In fact, despite this season of ‘remission,’ I find myself battling new and sometimes overwhelming feelings of fear and anxiety over the “incurable” part of my diagnosis. To have a doctor look me in the eyes and say, “This cancer will most likely come back,” well—it is super easy for me to wake up each morning thinking that today could be the day of my demise. (oh, the drama—wink)
There are days when the energy to simply fight that singular thought seems beyond me; greater than my faith.
But alongside my fear, God has allowed me access into His more miraculous (and accurate) thoughts…(oh mercy, I can hardly stand it)! And He has given me the words to speak out of my mouth each and every time that nasty fear and doubt over my future begins to cast its ugly shadow over my victorious day…
“If I can just touch his robe, then I will be healed.” (Mark 5:28)
This statement was spoken by a woman who most certainly seemed a more ‘hopeless’ case than myself. In fact, this woman had experienced much more pain and suffering than I may ever know.
Instead of hearing the words, “in remission” from her doctors, for 12 years all she heard was, “I’m sorry, there is nothing more we can do for you.” And sure, the money is pretty tight for the Van Norman’s right now, but this woman was just flat-out broke!
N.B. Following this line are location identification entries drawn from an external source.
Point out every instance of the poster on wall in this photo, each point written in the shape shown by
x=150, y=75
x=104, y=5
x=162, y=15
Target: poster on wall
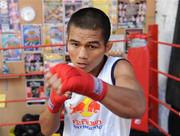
x=131, y=15
x=53, y=11
x=14, y=18
x=53, y=35
x=70, y=8
x=34, y=92
x=4, y=17
x=31, y=36
x=33, y=63
x=11, y=41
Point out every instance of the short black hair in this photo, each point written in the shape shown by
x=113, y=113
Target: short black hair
x=93, y=19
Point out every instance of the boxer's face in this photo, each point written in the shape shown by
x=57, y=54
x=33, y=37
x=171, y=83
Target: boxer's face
x=86, y=48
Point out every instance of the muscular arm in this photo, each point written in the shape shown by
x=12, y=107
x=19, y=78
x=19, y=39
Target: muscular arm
x=126, y=99
x=49, y=122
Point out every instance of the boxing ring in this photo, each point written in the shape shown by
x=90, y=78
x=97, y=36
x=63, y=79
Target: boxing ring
x=151, y=115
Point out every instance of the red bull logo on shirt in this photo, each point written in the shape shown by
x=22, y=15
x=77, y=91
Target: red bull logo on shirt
x=86, y=108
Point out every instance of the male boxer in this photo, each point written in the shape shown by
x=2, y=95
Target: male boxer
x=100, y=94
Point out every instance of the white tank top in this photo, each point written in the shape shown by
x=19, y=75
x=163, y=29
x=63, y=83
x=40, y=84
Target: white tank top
x=86, y=117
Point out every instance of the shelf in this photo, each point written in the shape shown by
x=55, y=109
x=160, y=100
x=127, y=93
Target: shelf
x=8, y=76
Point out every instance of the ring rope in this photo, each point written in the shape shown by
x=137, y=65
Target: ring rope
x=168, y=44
x=157, y=126
x=23, y=100
x=165, y=74
x=18, y=123
x=164, y=104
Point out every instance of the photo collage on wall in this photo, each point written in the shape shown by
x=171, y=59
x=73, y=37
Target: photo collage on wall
x=9, y=16
x=132, y=15
x=51, y=31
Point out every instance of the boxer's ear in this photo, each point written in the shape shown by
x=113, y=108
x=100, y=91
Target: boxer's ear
x=108, y=46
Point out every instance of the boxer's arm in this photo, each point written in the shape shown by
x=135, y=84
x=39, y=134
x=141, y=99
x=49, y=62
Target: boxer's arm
x=126, y=98
x=49, y=122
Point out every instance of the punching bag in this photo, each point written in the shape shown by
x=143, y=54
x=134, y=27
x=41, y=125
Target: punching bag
x=173, y=86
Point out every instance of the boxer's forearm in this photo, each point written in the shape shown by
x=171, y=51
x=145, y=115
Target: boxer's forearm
x=125, y=102
x=49, y=122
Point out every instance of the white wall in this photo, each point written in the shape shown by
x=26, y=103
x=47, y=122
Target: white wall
x=165, y=18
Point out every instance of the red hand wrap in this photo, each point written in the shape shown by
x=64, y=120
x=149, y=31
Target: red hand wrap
x=55, y=102
x=76, y=80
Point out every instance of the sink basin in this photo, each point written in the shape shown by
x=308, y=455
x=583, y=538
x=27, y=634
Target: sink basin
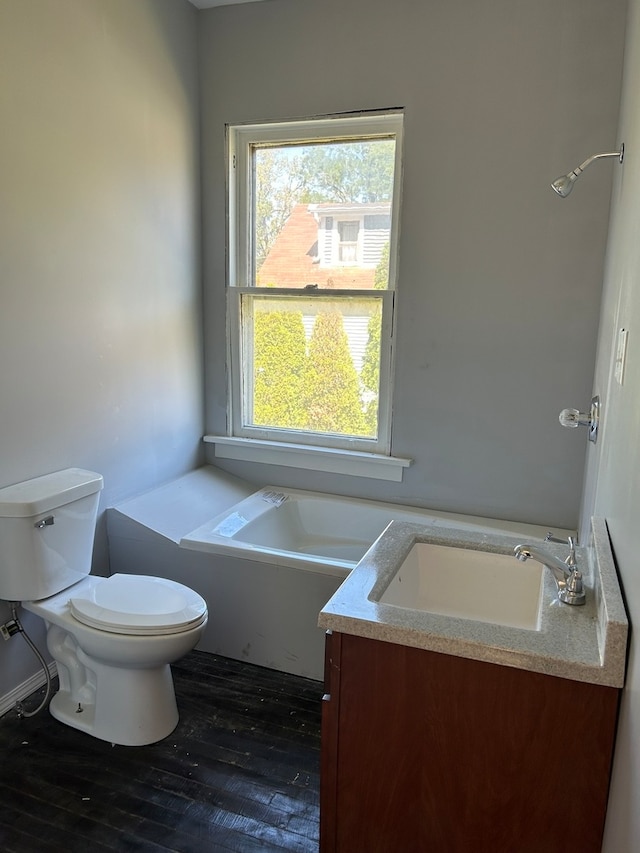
x=468, y=584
She spent every penny she had just hoping beyond hope the next doctor would have the answer that might take away her pain, depression, and embarrassment.
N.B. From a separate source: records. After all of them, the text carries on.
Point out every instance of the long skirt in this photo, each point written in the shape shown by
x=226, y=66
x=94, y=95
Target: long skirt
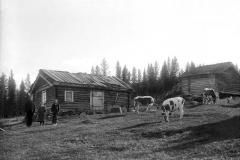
x=54, y=120
x=29, y=118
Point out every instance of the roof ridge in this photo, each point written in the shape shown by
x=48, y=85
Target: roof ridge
x=215, y=64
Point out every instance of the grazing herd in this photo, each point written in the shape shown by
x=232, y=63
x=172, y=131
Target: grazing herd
x=170, y=105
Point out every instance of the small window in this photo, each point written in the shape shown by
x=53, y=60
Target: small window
x=44, y=97
x=69, y=96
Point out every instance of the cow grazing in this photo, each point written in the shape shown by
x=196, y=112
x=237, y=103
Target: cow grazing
x=209, y=96
x=172, y=104
x=143, y=100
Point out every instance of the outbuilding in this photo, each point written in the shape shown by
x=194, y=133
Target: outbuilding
x=79, y=90
x=222, y=77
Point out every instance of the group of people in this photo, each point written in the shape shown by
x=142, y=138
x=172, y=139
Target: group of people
x=30, y=111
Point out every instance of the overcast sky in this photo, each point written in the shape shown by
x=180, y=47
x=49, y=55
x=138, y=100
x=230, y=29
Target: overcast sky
x=74, y=35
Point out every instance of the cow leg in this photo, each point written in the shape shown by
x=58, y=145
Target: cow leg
x=137, y=108
x=181, y=111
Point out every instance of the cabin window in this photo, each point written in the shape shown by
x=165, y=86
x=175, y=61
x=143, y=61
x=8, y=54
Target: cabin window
x=44, y=97
x=69, y=96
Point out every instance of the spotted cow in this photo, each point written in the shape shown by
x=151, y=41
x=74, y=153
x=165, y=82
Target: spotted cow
x=209, y=96
x=171, y=105
x=143, y=100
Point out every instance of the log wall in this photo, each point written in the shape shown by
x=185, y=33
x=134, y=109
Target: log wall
x=228, y=81
x=81, y=97
x=110, y=98
x=50, y=95
x=195, y=85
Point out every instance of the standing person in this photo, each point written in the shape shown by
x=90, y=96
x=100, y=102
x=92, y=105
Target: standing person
x=30, y=110
x=41, y=114
x=55, y=109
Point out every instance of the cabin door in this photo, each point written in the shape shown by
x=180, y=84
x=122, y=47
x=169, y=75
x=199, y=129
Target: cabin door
x=97, y=100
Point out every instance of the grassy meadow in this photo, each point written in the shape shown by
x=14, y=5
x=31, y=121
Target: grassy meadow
x=205, y=132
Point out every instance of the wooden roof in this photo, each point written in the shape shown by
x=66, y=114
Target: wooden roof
x=80, y=80
x=209, y=69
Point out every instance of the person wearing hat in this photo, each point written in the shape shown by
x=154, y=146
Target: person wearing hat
x=41, y=114
x=29, y=110
x=55, y=109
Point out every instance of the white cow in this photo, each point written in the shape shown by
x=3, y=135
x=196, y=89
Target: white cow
x=143, y=100
x=171, y=105
x=209, y=96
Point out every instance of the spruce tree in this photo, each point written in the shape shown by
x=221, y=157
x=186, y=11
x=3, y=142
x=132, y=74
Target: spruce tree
x=104, y=67
x=27, y=85
x=165, y=77
x=174, y=71
x=21, y=98
x=118, y=70
x=124, y=74
x=134, y=76
x=3, y=94
x=11, y=95
x=92, y=71
x=97, y=70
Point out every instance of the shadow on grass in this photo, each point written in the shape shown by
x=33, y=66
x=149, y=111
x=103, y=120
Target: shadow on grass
x=231, y=106
x=11, y=124
x=204, y=134
x=113, y=116
x=139, y=125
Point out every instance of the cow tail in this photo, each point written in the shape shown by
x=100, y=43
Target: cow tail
x=134, y=102
x=183, y=101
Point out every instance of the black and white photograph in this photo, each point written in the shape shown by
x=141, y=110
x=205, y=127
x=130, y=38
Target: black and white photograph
x=119, y=79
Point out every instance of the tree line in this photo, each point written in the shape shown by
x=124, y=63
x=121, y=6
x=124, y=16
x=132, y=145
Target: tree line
x=12, y=100
x=153, y=80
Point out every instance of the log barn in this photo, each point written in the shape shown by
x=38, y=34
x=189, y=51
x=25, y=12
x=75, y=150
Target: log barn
x=79, y=90
x=222, y=77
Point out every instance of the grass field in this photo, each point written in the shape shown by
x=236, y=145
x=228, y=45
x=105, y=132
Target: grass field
x=205, y=132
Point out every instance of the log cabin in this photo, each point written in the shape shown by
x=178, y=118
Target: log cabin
x=222, y=77
x=79, y=91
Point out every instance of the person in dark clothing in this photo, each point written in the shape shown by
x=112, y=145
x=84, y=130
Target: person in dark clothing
x=29, y=110
x=55, y=109
x=41, y=114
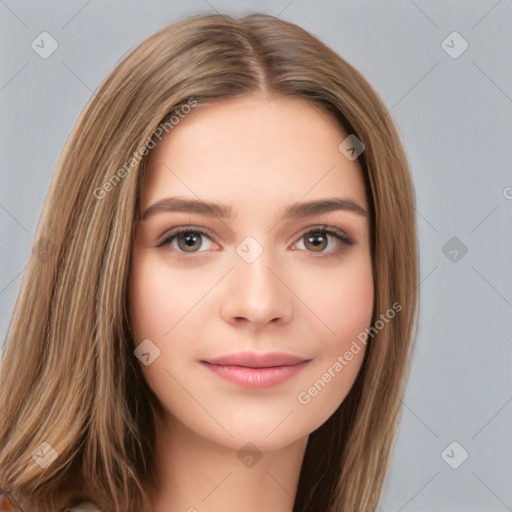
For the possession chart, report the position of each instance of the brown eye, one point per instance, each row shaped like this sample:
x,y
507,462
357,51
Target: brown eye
x,y
189,241
316,241
325,241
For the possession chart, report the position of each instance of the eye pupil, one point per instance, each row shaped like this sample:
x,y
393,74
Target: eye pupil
x,y
318,241
190,240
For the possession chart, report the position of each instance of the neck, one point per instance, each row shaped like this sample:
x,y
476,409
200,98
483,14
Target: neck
x,y
199,475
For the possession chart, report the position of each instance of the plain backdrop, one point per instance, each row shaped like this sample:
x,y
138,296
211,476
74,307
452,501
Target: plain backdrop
x,y
453,107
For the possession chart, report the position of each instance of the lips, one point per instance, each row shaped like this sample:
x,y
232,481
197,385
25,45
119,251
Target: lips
x,y
257,360
256,370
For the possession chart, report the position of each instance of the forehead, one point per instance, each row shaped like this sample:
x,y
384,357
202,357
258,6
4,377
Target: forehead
x,y
253,152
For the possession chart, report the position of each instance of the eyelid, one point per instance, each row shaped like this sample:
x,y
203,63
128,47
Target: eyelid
x,y
334,231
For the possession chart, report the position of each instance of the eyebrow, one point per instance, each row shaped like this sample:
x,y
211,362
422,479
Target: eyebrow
x,y
296,210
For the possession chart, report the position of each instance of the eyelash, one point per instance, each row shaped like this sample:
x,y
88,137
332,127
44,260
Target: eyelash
x,y
321,229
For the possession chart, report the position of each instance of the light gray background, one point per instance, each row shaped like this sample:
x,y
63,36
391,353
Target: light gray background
x,y
455,116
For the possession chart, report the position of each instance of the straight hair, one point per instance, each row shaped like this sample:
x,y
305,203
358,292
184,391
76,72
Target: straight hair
x,y
69,377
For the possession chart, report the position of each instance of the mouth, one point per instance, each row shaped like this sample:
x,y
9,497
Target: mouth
x,y
257,370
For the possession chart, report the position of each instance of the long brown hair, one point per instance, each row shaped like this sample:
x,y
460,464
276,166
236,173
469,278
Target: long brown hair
x,y
69,377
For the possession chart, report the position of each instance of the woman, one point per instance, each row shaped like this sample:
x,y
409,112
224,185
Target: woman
x,y
219,308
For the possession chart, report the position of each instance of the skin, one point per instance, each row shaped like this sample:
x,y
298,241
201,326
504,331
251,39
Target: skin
x,y
257,154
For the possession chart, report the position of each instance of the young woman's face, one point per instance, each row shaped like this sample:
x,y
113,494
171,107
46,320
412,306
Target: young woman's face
x,y
250,300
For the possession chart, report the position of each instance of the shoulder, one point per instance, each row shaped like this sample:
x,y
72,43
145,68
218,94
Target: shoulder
x,y
8,503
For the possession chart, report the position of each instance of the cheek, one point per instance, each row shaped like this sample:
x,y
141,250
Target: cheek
x,y
160,298
344,302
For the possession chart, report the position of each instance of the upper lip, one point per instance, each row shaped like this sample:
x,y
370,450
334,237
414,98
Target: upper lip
x,y
257,359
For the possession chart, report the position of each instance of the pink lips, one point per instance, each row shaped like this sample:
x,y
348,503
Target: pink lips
x,y
256,370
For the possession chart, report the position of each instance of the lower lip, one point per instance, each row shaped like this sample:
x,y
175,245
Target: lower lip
x,y
256,378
But on one day, just another ordinary day, this woman was about to experience complete life-change simply because she would choose to believe the truth of God despite her circumstance.
If I could just touch His robe—it was the one thought that pushed her to get up that morning despite her pain, go outside and face the crowds, look like a fool if need be as she pushed her way through, and risk being beaten to a pulp, all for the sake of one hope—to touch the garment of Jesus.
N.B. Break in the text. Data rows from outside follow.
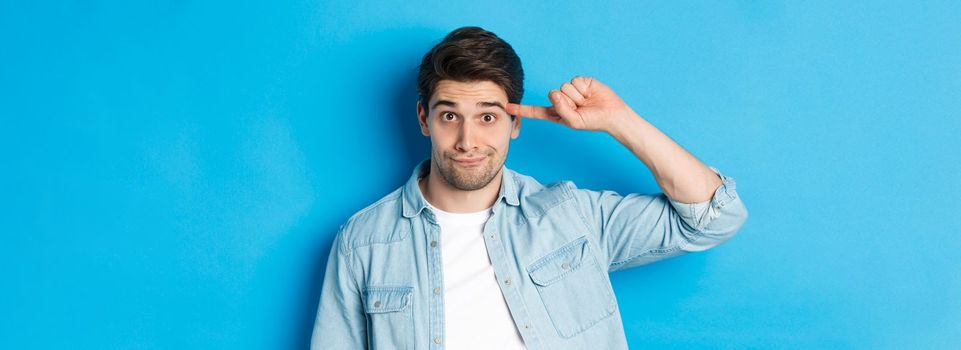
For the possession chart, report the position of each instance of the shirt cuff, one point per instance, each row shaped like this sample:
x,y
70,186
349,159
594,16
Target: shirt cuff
x,y
698,215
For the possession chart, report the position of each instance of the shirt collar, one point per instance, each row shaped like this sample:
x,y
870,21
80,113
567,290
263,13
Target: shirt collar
x,y
414,201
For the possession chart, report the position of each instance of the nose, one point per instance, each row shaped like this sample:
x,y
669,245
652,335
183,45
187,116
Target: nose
x,y
465,141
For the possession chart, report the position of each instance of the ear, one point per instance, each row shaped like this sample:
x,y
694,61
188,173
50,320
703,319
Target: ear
x,y
516,126
422,119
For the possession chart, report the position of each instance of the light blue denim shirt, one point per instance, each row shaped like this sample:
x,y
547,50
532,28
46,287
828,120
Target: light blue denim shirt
x,y
551,247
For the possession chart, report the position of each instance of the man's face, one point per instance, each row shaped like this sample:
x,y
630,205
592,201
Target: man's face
x,y
470,131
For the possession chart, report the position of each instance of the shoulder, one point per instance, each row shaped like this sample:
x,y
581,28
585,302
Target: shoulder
x,y
378,223
537,199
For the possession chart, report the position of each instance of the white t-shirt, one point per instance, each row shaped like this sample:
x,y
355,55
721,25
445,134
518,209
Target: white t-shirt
x,y
475,312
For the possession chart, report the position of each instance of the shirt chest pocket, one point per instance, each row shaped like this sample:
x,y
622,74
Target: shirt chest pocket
x,y
390,322
573,288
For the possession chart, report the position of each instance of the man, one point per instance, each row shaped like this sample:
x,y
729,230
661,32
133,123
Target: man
x,y
471,255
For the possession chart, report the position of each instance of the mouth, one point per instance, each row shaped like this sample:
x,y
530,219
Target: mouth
x,y
468,161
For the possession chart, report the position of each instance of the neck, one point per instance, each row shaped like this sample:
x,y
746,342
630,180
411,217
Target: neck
x,y
445,197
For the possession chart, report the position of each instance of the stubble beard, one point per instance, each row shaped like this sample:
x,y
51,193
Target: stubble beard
x,y
470,178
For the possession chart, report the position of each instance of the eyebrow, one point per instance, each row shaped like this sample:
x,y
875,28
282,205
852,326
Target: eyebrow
x,y
482,104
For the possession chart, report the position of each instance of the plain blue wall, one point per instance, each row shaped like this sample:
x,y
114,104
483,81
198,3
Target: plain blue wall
x,y
173,173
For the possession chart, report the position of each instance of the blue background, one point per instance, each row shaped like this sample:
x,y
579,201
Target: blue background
x,y
173,173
What great faith! What breath-taking conviction for one like me who has struggled to ‘believe God bigger’ pretty much my entire life. What amazing hope for healing displayed by a woman who had nothing left but the hem of the robe of a man whom she had simply “over-heard” was a healer.
This one sentence has touched my mind and heart so deeply, and I pray it does the same for you.
Do we have faith like this woman? Is our faith so recklessly abandoned to Jesus that we would risk everything—our comfort, our reputation, maybe even our life; simply to touch his clothes?
Do we truly believe God is bigger than what we can see? That He is so much greater than our circumstance?
What if we thought and acted like this woman more often? What if we all had a faith this radical? What if we got up each morning and choose to break all the ‘norms’ just so that we might catch a glimpse of Jesus in our life?
Would our life change?
And he said to her, “Daughter, your faith has made you well. Go in peace. Your suffering is over.” (Mark 5:34)
One day, all of our suffering will truly be over; all of our doubt, fear, and anxiety will be laid to rest. But until that day, may we awake each morning desperate to do whatever it takes just to touch the end of his robe.